Her daughter Marya Cohn confirmed the death.
Miles was working as an assistant director of the nonprofit American Place Theater in the mid-1970s when she noticed that few of the plays the company produced were written by women.
“I looked at our roster, and of about 72 plays that we had done, only about eight were written by women,” Miles told The New York Times in 1998. “I was shocked at this, that the thing I cared most about — theater — was really lacking in female voices.”
Resolving to do something about the gender disparity, she began Women’s Project, now known as WP Theater, in 1978 with a grant from the Ford Foundation, at first staging productions in the American Place Theater’s basement. That basement and WP’s later homes became incubators for young talent and welcoming places for artists trying to bring new perspectives to the theater.
A different perspective was apparent from WP’s first production, “Choices,” a one-woman show in which Lily Lodge read selections by Virginia Woolf, Dorothy Parker, Gertrude Stein, Sylvia Plath and other writers.
Since then WP has produced more than 600 plays. Standouts during Miles’ tenure included “Still Life” (1981), about the Vietnam War, written and directed by Emily Mann and starring Mary McDonnell, Timothy Near and John Spencer, which earned four Obie Awards; and “A ... My Name Is Alice,” a musical revue conceived and directed by Joan Micklin Silver and Julianne Boyd.

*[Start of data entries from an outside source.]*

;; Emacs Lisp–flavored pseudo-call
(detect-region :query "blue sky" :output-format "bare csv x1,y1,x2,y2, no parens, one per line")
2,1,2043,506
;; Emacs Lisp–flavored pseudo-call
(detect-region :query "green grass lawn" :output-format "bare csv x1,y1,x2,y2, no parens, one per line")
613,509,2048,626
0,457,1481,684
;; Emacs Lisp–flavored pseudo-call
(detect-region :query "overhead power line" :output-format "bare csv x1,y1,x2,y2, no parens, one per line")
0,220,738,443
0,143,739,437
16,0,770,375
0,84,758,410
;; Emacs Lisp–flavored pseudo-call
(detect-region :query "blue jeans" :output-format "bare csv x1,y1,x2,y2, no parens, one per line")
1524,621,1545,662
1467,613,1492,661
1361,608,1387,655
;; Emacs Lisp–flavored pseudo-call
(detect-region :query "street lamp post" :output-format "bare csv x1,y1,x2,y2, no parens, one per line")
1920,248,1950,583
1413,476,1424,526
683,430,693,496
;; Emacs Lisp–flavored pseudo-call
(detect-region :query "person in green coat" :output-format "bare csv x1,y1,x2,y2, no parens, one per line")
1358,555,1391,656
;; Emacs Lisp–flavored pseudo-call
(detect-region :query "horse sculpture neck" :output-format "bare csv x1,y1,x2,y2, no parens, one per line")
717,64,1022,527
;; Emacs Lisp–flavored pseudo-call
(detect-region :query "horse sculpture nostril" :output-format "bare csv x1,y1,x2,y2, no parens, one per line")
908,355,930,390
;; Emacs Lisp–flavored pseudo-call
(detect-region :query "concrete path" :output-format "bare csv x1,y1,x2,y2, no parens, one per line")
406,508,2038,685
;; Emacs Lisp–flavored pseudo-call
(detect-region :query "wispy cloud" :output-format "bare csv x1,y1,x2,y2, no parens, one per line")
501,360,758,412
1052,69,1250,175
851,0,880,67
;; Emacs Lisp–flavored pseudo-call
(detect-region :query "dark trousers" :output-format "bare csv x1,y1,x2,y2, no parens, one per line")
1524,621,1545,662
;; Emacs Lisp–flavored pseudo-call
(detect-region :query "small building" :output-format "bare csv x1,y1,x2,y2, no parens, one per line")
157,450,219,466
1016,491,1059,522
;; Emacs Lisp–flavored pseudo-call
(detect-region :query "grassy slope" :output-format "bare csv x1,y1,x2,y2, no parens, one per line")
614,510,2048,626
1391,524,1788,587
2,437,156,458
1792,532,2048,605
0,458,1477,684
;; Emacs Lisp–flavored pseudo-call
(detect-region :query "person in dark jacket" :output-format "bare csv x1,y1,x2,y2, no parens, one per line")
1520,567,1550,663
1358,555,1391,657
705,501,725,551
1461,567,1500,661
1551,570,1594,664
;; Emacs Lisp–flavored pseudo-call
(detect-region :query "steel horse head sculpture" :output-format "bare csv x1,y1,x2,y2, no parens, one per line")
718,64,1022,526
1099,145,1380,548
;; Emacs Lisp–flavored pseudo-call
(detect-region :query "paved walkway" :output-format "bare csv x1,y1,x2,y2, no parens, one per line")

Frank Rich, reviewing “Alice” in The New York Times in 1984, noted that it was performed in an airless basement and had “few production values, odd curtain times” and only a piano for accompaniment, but added, “It’s amazing how little any of that matters, however, when there’s fresh talent on display almost everywhere you look.”
WP made it out of the basement in the 1980s, and after several nomadic years found a home in the late 1990s: a space in Hell’s Kitchen that was eventually named the Julia Miles Theater. The company currently operates out of the WP Theater on the Upper West Side.

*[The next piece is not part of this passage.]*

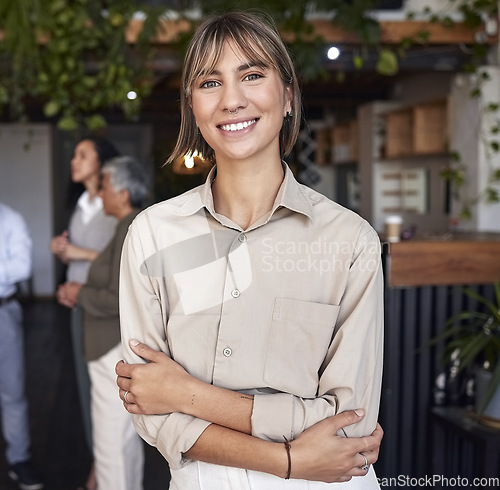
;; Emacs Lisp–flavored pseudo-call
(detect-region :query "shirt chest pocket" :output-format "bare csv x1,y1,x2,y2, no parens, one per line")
263,298,340,398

WP has also produced the work of playwrights like María Irene Fornés, Eve Ensler and Lynn Nottage and featured actors like Billie Allen, America Ferrera and Sarah Jessica Parker.
Miles did all she could to keep WP humming, from securing a million-dollar donation from playwright Sallie Bingham to helping playwrights arrange for child care so that they could attend rehearsals.

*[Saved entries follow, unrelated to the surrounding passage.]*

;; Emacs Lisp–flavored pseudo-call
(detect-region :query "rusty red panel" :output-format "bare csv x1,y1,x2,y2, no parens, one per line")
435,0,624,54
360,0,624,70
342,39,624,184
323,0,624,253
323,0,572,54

Mary McDonnell, who after appearing in “Still Life” went on to earn Academy Award nominations for her roles in “Dances With Wolves” (1990) and “Passion Fish” (1992), said in a phone interview that Miles “made you relax with the process of developing your own voice, and it didn’t matter if you were a writer, a director, an actor.”
Once, McDonnell recalled, Miles invited her to lunch after one of McDonnell’s performances had received a scathing review and helped her put the critic’s reaction in context. Miles, she said, “talked to me about how to develop the kind of internal muscle, emotional muscle” that female artists needed “to make choices that didn’t fit into the old paradigm.”
Experiences like McDonnell’s were common among the many women Miles mentored. Actress Kathleen Chalfant, who helped Miles found WP, said in a phone interview that she was hard-pressed to think of a significant female playwright or director active in the American theater who “hadn’t been touched by the Women’s Project or encouraged by Julia.”
Chalfant added that one of Miles’ enduring legacies was likely to be a professional community that could outlast WP.
“It created this kind of old girls’ network that is so necessary to move forward in any profession,” she said.
Julia Eugenia Hinson was born on Jan. 24, 1930, in Pelham, Georgia, to John and Saro Hinson. Her father was a tobacco and cotton farmer, her mother a homemaker.
She graduated from a boarding school in Georgia, then earned a bachelor’s degree in theater at Northwestern University in Evanston, Illinois, where she met William Miles.
They married and moved to New York City to pursue acting careers, and Miles studied at the Actors Studio. But aspects of acting in the city soon grew tiresome.
“I did auditions and hated it,” she told The Times in 2001. “I hated the herds. I felt there had to be a better way.”
In the late 1950s Miles began producing plays with Theater Current, a company she founded with friends. She joined the American Place Theater in 1964.
Her marriage to William Miles ended in divorce, as did her second marriage, to Sam Cohn, a prominent talent agent. In addition to her daughter Marya, from her marriage to Cohn, she is survived by two daughters from her marriage to William Miles, Stacey Slane and Lisa Miles; a stepson, Peter Cohn; a sister, Priscilla Arwood; and seven grandchildren.
Miles stepped down as Women’s Project’s artistic director in 2003. From the beginning she had said that she hoped to disband the organization once women had achieved equality in theater.
Lisa McNulty, WP’s current artistic director, said in an interview that even though Miles had expanded gender parity in the theater world, WP was not close to disbanding — and that Miles would have had it no other way.
“I don’t think you start an institution like that and get satisfied with a little bit of progress,” McNulty said. “I think Julia would have been pushing as hard, or more, than I am.”